Abstract:Identifying and locating diseases in chest X-rays are very challenging, due to the low visual contrast between normal and abnormal regions, and distortions caused by other overlapping tissues. An interesting phenomenon is that there exist many similar structures in the left and right parts of the chest, such as ribs, lung fields and bronchial tubes. This kind of similarities can be used to identify diseases in chest X-rays, according to the experience of broad-certificated radiologists. Aimed at improving the performance of existing detection methods, we propose a deep end-to-end module to exploit the contralateral context information for enhancing feature representations of disease proposals. First of all, under the guidance of the spine line, the spatial transformer network is employed to extract local contralateral patches, which can provide valuable context information for disease proposals. Then, we build up a specific module, based on both additive and subtractive operations, to fuse the features of the disease proposal and the contralateral patch. Our method can be integrated into both fully and weakly supervised disease detection frameworks. It achieves 33.17 AP50 on a carefully annotated private chest X-ray dataset which contains 31,000 images. Experiments on the NIH chest X-ray dataset indicate that our method achieves state-of-the-art performance in weakly-supervised disease localization.

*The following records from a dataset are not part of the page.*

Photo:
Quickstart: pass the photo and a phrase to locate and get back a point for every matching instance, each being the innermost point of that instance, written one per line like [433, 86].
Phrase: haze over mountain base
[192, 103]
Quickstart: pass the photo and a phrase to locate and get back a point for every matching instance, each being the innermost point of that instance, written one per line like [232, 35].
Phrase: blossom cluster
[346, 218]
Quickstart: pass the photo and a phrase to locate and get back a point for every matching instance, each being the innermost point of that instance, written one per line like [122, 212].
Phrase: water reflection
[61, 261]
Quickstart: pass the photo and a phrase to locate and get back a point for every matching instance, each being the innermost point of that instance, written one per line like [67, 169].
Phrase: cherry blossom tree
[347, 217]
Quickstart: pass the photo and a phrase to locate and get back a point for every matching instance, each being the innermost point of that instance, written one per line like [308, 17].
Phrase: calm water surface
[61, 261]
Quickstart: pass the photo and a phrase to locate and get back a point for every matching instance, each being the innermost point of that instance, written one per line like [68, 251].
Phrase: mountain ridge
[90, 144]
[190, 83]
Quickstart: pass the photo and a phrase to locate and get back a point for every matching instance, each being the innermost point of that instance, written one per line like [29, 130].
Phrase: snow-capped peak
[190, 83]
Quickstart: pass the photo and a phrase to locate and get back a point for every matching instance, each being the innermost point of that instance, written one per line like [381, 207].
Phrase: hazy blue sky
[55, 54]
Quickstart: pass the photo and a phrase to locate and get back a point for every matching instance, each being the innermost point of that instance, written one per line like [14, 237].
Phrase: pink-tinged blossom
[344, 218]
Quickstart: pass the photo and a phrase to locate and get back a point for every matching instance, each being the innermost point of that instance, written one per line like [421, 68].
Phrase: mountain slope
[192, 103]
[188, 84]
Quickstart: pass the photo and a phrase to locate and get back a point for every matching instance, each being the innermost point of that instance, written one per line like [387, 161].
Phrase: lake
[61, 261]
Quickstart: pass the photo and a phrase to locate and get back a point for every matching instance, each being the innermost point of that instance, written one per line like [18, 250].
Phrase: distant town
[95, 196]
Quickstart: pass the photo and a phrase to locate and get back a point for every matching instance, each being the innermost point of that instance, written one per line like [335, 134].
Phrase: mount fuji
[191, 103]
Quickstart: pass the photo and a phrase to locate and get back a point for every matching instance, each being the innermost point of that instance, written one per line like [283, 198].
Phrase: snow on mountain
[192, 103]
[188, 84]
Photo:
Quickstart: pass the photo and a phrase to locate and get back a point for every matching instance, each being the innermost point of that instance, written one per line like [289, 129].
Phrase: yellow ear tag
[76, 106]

Image and Video Processing,Computer Vision and Pattern Recognition,Machine Learning
What problem does this paper attempt to address?
This paper attempts to solve the problem of identifying and locating diseases in chest X - ray films. Specifically, due to the low visual contrast between normal and abnormal areas and the distortion caused by other overlapping tissues, it is very challenging to identify and locate diseases in chest X - ray films. In addition, this paper also focuses on how to use the similarity of the left and right - side structures of the chest to improve the disease detection performance. These similar structures include ribs, lung fields, and bronchi, etc. According to the experience of widely - certified radiologists, this similarity can be used to improve disease detection in chest X - ray films.
### Main Contributions
1. **Propose a new deep module**: Contralaterally Enhanced Networks (CE - Nets) for enhancing the feature representation of disease detection in chest X - ray films. This is the first time to explicitly use the contralateral context information between the left and right sides of the chest to enhance the feature representation of disease proposals.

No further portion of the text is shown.